Let me summarize some reasons for optimism:

• The U.S. economy grew at a 3.5 percent annual pace in the third quarter, the fastest in two years.

• Unemployment is at a nine-year low of 4.7 percent.

• All three major stock market indices —Dow Jones, S&P 500 and Nasdaq — are near all-time highs.

• Housing prices have exceeded their pre-recession peak.

• An upsurge in consumer confidence should encourage manufacturers to increase their inventories and invest in new projects and facilities. It also should induce homebuilders to increase their construction plans.

• President-elect Donald Trump’s appears likely to enact Keynesian fiscal stimulus policies such as cutting taxes significantly, expanding infrastructure spending appreciably and increasing military expenditures. Trump proposed cutting the tax rate on the highest earners from its current 39.6 percent to 33 percent. He also has said he wants to reduce the corporate income tax rate from 35 percent to 15 percent. Trump advocated increasing military spending by more than $500 billion to $1 trillion over the next 10 years. During the campaign, he indicated he would double Hillary Clinton’s $275 billion infrastructure plan over the next decade.
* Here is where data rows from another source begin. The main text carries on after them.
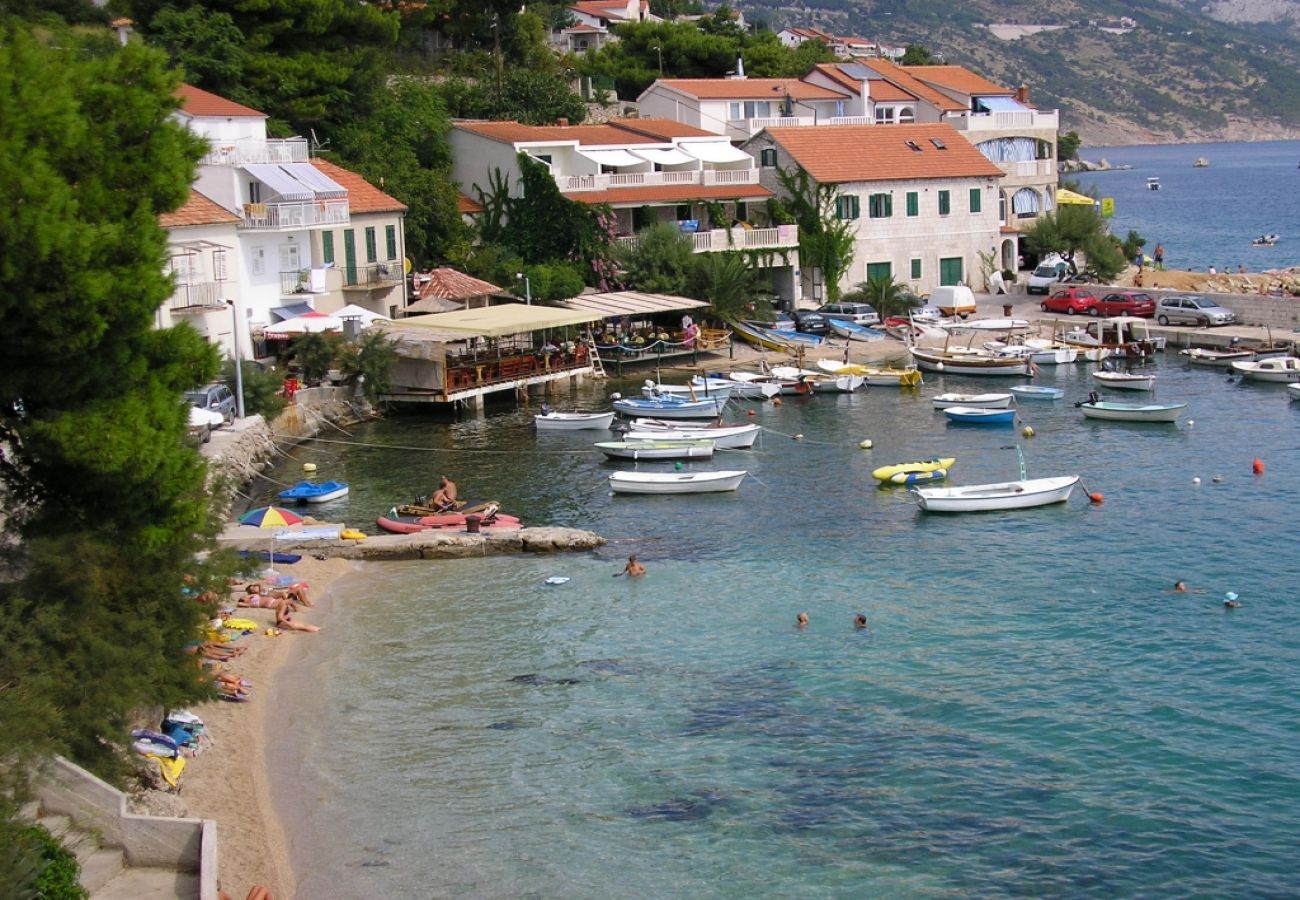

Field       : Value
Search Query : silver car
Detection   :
[1156,294,1236,328]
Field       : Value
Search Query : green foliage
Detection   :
[619,222,696,295]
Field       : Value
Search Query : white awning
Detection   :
[677,140,754,163]
[632,147,697,165]
[577,147,645,168]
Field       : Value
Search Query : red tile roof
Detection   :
[159,187,239,228]
[312,157,406,213]
[655,78,844,100]
[176,85,267,118]
[564,184,769,207]
[767,125,1002,185]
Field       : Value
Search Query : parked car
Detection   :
[818,303,880,325]
[1039,287,1097,316]
[185,381,235,425]
[790,310,831,334]
[1088,290,1156,319]
[1156,295,1236,326]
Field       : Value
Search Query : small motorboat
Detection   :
[1092,369,1156,390]
[1010,385,1065,401]
[280,481,347,503]
[610,470,748,494]
[931,393,1015,410]
[944,406,1015,425]
[533,412,614,432]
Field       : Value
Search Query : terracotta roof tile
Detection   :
[159,187,239,228]
[767,125,1002,185]
[176,85,267,118]
[564,182,769,205]
[312,157,406,213]
[655,78,844,100]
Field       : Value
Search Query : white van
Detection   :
[930,285,975,319]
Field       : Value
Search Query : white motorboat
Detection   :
[595,437,714,459]
[932,394,1015,410]
[533,412,614,432]
[610,470,748,494]
[1232,356,1300,381]
[1092,371,1156,390]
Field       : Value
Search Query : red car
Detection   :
[1089,290,1156,319]
[1039,287,1097,316]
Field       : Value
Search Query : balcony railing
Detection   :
[239,200,351,232]
[199,138,308,165]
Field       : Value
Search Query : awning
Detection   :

For investors, these developments seem to indicate that selecting an exchange-traded fund, such as XLY, that focuses on consumer discretionary stocks seems appropriate. Some of XLY’s holdings are McDonald’s, Amazon, Disney and Home Depot. XLI, the Industrial Select Investor, should also benefit. Three of its largest holdings are General Electric, 3M and Union Pacific Corp.

What can alter today’s optimism? Political unrest in Europe, the Middle East or Asia. A crashing oil market, a repeat of the American 2008 housing debacle and nation-state bankruptcies also could puncture positive sentiment.

Some portfolio managers have argued that a strong dollar will encourage more foreign investments in U.S. equity markets. Bulls on the U.S. dollar forecast that it will rise to parity against the Euro. The Euro on Monday was worth $1.0577.

If I were asked what is the biggest elephant in the room that could cause havoc, I would point to our nation’s burgeoning fiscal deficits.

Some economists worry that Trump’s policies will increase the U.S. annual fiscal deficit from the current 3.5 percent to more than 10 percent. To counter those policies’ inflationary implications, the Federal Reserve could raise interest rates significantly enough to become a drag on economic growth.

The combination of a larger deficit and higher interest rates could increase the interest cost on the deficit to more than $1 trillion over the next few years.